Bu dünyada hem garibiz, hem yolcuyuz. Garibiz, çünkü daha önce burada değildik. Yolcuyuz, istesek de bizi burada durdurmazlar.
Hayat, bir rüya, bir film gibi sanki. Yazılı bir senaryonun oyuncularıyız. Bizden öncekiler oyunlarını oynayıp geçip gittiler... Merhum Yunus Emre ne güzel söylemiş:
"Mal sahibi, mülk sahibi
Hani bunun ilk sahibi?
Mal da yalan, mülk de yalan
Var biraz da sen oyalan..."
Atalarımız demişler ya:
"At ölür, meydan kalır.

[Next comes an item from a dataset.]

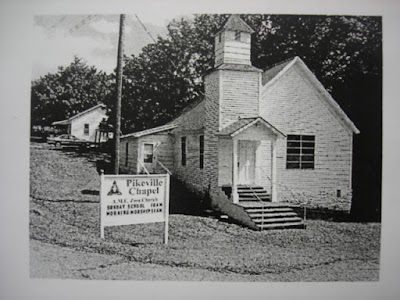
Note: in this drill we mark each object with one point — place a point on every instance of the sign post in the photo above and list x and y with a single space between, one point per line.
134 199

Yiğit ölür, şan kalır..."
Gökkubbenin altında, nerede olursa olsun bütün insanlar, kendilerinden sonrakilere bir şeyler bırakabildilerse bahtiyar bir şekilde gülerek ölürler.
Hadis-i şerifte buyuruluyor ki:
"İnsanların en hayırlısı insanlara faydalı olandır."
***
Bizim dilimizde "gurbet" basit bir kelime değildir. Maddi ve manevi bütün ayrılıkların, bütün yalnızlıkların adıdır. Çoban da kullanır gurbet sözcüğünü, evliya olan ârifler de. Çobanın anladığı gurbet kendi köyünden uzak kalmaktır. Ârif olanların gurbeti, Rabbinden ayrı kalmasıdır.

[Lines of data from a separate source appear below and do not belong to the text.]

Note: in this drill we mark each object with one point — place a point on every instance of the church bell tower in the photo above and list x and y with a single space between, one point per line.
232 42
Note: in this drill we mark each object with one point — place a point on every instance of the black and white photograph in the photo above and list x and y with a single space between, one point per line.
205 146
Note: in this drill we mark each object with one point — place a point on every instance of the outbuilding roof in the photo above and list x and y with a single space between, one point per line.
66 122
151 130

Rabbini bulan, bütün nimetlere, güzelliklere kavuşmuştur. O'nu kaybeden ise her şeyi kaybetmiştir. Hazreti Ali (r.a) oğlu Hazreti Hasan'a buyurdu ki:
"Garip, Allah için bir dostu olmayan adamdır."
Fudayl bin İyad hazretleri de gurbeti başka bir tarzda tarif ediyor:
"Faziletli, güzel ahlaklı kişilere gurbet olmaz. Onlar, yabancı yerlerde de olsalar, çevre edinirler, dost bulurlar. Kötü insanlar ise kendi memleketlerinde olsalar bile garip sayılırlar. Kimse onları sevmez, beraber olmak istemezler..."
Yurt dışında yaşayan vatandaşlarımıza "gurbetçi" diyorlar. Aslına bakarsanız hepimiz gurbetçiyiz. Dünyada kalıcı değiliz, geldik gidiyoruz...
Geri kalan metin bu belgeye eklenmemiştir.